# First boy for breeding



## Doric1 (Mar 31, 2013)

Can't remember if I've put pics up or not....

Although I've had mice for a while this is my first venture into breeding them. As my other mice are pets only I needed to see if I could get hold of one with more 'type' and from healthy lines. During a trip to Houten my friend picked this guy up from a breeder there. He's a lovely colour but is horrid to photograph and I'm going to have to dust him off for future pics I think as the camera picks up all the little bits of bedding. He has no white hairs at all and I understand he is extreme black. I think he's satin as he's very very shiny to the camera flash but I'm not sure as we weren't given a pedigree for him.


----------



## Laigaie (Mar 7, 2011)

Good looking boy! Satin is pretty hard to see on self blacks, since glossy healthy fur and satin seem pretty similar in that color. What had you down in Houston?


----------



## NikiP (May 7, 2013)

Wow, didn't think mice got quite that black. Stunner


----------



## windyhill (Jan 19, 2010)

He is handsome!


----------



## TwitchingWhiskers (Feb 2, 2013)

He is gorgeous. I love blacks. :love1


----------



## ThatCertainGlow (Jun 23, 2012)

Lovely boy.  Black mice have always been one of my top favorites. Extreme blacks, at least in the US, are mice whose faults hairs, or inner ear fault are white/clear, not tan. The standard calls for full pigment coverage. There is a line of thought that extreme blacks can achieve a deeper pigment effect than just blacks. I don't know. The blacks bred in the UK seem to contradict that idea.
Blacks are very shiny, satin or otherwise. The belly fur can give you an idea, because satin has a metallic sheen.
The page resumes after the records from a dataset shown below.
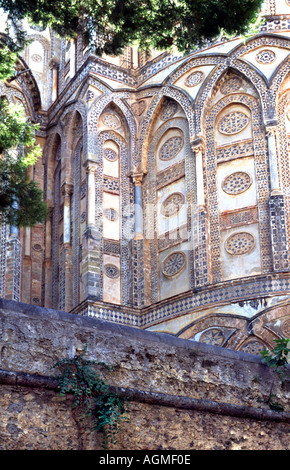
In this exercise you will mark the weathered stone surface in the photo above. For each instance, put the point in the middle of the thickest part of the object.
(34, 417)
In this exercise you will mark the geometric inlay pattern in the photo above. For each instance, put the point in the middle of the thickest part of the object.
(111, 271)
(111, 214)
(172, 204)
(110, 155)
(171, 148)
(240, 243)
(237, 183)
(194, 79)
(265, 57)
(213, 336)
(111, 120)
(233, 123)
(231, 85)
(138, 107)
(173, 264)
(169, 110)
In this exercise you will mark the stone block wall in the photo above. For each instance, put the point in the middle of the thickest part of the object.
(183, 394)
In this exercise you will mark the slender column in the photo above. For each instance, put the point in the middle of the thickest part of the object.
(199, 221)
(54, 65)
(47, 264)
(198, 148)
(273, 161)
(91, 172)
(67, 190)
(137, 179)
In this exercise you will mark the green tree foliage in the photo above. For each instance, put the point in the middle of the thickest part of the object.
(92, 395)
(21, 200)
(158, 24)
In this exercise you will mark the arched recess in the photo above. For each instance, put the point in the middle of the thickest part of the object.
(114, 205)
(56, 225)
(237, 183)
(168, 200)
(283, 143)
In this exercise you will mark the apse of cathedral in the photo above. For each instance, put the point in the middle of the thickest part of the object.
(167, 181)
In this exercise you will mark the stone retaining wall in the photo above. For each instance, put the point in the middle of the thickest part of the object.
(183, 394)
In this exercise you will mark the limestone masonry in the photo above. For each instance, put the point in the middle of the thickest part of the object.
(167, 178)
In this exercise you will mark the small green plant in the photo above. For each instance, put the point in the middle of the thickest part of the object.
(277, 359)
(92, 395)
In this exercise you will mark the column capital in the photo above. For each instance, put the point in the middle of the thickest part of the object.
(67, 189)
(91, 167)
(137, 176)
(271, 130)
(197, 144)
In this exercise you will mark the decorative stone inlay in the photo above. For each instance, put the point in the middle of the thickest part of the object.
(110, 155)
(254, 347)
(172, 204)
(111, 214)
(173, 264)
(286, 328)
(235, 151)
(37, 247)
(265, 57)
(213, 336)
(36, 58)
(139, 107)
(111, 271)
(169, 110)
(231, 85)
(233, 123)
(171, 148)
(90, 95)
(194, 79)
(236, 183)
(111, 120)
(240, 243)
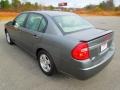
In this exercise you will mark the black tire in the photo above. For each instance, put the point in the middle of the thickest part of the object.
(52, 65)
(8, 38)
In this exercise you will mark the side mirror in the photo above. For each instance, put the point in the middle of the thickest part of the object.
(15, 24)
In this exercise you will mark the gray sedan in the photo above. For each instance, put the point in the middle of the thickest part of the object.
(62, 41)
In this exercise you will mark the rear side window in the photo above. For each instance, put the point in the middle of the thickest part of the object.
(42, 25)
(33, 22)
(20, 19)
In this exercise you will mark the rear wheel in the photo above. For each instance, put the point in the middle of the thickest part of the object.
(8, 39)
(46, 63)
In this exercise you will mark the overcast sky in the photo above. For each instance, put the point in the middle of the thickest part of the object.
(71, 3)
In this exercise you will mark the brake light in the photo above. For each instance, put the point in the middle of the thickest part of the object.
(81, 51)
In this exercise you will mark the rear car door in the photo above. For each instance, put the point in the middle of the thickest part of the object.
(33, 31)
(17, 26)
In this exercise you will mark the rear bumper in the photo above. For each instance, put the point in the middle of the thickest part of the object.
(89, 72)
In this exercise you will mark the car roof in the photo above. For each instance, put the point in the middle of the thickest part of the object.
(53, 13)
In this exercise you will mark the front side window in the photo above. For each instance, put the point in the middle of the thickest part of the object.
(71, 23)
(33, 22)
(20, 19)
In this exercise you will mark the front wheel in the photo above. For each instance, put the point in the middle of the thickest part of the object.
(46, 63)
(8, 38)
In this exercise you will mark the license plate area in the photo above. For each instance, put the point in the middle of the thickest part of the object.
(104, 46)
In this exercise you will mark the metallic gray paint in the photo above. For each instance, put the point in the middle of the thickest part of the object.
(59, 46)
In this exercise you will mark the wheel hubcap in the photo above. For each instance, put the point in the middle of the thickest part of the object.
(45, 63)
(8, 37)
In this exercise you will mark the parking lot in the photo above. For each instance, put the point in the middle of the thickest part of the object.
(19, 71)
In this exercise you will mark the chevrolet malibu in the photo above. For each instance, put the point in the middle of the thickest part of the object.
(62, 41)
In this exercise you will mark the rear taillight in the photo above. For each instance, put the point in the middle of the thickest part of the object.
(81, 51)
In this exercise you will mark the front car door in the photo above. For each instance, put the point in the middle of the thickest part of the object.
(33, 31)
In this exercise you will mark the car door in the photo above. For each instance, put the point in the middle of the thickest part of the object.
(33, 31)
(17, 26)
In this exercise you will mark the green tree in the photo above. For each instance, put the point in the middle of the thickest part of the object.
(50, 7)
(16, 4)
(4, 4)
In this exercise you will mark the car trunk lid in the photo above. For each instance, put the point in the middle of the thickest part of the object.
(99, 41)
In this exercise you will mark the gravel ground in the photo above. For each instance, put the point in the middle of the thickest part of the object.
(19, 71)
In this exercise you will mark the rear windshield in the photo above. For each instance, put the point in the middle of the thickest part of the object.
(72, 23)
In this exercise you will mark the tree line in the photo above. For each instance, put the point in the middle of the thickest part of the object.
(17, 5)
(106, 6)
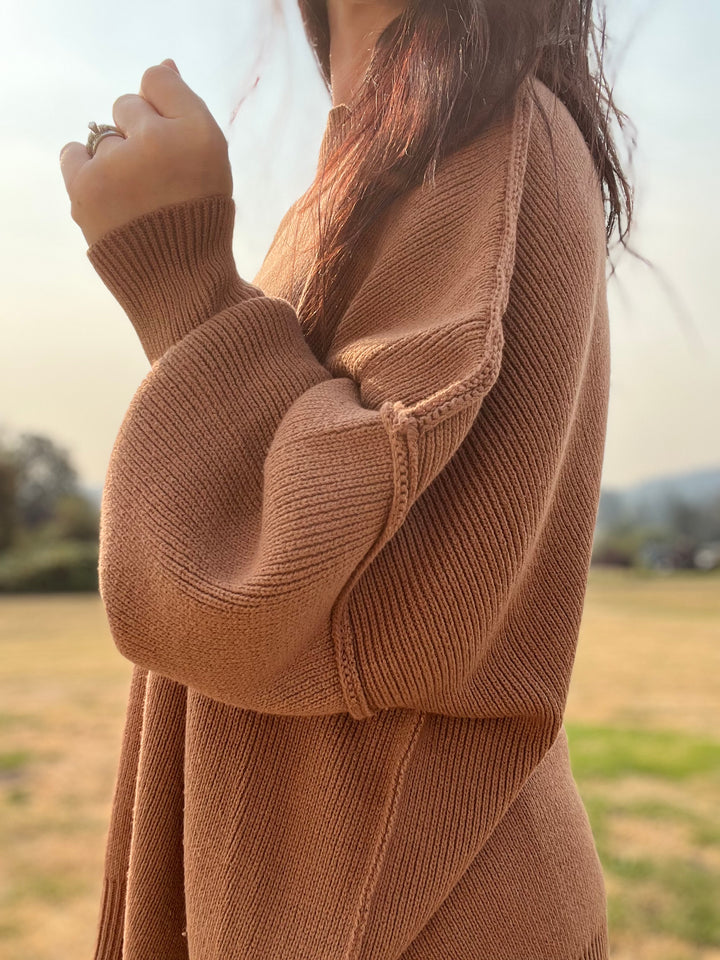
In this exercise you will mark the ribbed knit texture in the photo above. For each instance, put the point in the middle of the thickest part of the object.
(352, 590)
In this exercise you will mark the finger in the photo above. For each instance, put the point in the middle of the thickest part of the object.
(73, 156)
(131, 112)
(169, 94)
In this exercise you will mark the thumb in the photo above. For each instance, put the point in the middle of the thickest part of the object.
(172, 64)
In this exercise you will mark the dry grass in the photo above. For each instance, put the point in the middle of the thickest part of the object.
(647, 661)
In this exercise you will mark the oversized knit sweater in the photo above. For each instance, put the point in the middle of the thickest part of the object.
(352, 590)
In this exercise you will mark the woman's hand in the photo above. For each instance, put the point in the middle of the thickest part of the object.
(174, 151)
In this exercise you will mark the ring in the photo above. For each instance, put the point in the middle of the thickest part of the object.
(99, 132)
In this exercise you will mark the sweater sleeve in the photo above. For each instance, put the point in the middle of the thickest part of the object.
(249, 485)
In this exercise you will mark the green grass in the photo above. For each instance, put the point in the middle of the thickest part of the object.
(612, 752)
(642, 722)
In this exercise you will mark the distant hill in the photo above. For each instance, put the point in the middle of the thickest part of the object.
(93, 493)
(651, 501)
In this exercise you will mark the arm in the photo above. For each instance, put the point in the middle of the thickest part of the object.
(249, 487)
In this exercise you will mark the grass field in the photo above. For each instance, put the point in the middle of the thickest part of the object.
(643, 719)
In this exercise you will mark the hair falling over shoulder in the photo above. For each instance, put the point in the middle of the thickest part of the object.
(439, 73)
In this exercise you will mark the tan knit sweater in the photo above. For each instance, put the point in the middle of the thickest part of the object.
(352, 591)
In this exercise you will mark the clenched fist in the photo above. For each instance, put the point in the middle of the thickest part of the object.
(174, 151)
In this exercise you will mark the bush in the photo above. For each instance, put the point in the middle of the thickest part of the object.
(62, 566)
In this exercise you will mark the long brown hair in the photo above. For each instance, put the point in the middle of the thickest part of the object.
(439, 73)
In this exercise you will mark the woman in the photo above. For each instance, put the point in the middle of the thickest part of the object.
(348, 516)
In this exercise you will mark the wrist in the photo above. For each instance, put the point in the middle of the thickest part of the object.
(172, 269)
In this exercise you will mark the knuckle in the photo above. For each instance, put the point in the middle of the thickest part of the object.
(122, 98)
(151, 73)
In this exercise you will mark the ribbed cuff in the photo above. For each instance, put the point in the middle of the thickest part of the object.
(172, 269)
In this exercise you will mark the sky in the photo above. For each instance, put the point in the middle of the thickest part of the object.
(71, 362)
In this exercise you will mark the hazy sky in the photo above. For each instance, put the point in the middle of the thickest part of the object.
(71, 361)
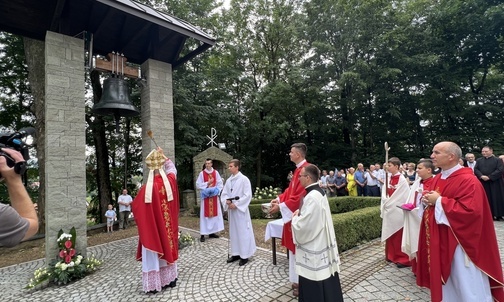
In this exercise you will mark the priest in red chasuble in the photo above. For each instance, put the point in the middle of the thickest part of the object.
(287, 203)
(156, 209)
(413, 210)
(210, 184)
(458, 258)
(394, 194)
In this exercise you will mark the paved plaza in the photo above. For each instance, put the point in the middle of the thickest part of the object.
(204, 275)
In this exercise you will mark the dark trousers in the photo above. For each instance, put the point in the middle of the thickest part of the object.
(373, 191)
(328, 290)
(123, 219)
(361, 191)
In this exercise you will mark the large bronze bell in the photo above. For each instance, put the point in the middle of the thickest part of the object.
(115, 99)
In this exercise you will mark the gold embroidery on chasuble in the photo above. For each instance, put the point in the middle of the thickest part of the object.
(166, 216)
(427, 235)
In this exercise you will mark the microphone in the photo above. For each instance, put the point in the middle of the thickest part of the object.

For confirmation, if it's important, you can scruff him, and check his teeth. 
White/clear = Satin 
Yellow = not Satin

Please don't ask me the earliest age you can check the teeth though. LOL I keep thinking I should look early, so I can answer that question, but I hate scruffing them without a really good cause... I do know you can see the teeth color at weaning age. My guess would be you can check teeth when they start eating solid foods.


----------



## Cait (Oct 3, 2008)

Laigaie said:


> What had you down in Houston?


Houten, not Houston  It's a Dutch animal expo type thing held a couple of times a year.


----------



## Laigaie (Mar 7, 2011)

Yeah. I picked up from other posts that this wasn't a poor spelling from someone in the US, but a thing with which I am unfamiliar from someone in the UK. Took me a few very confused posts, though.


----------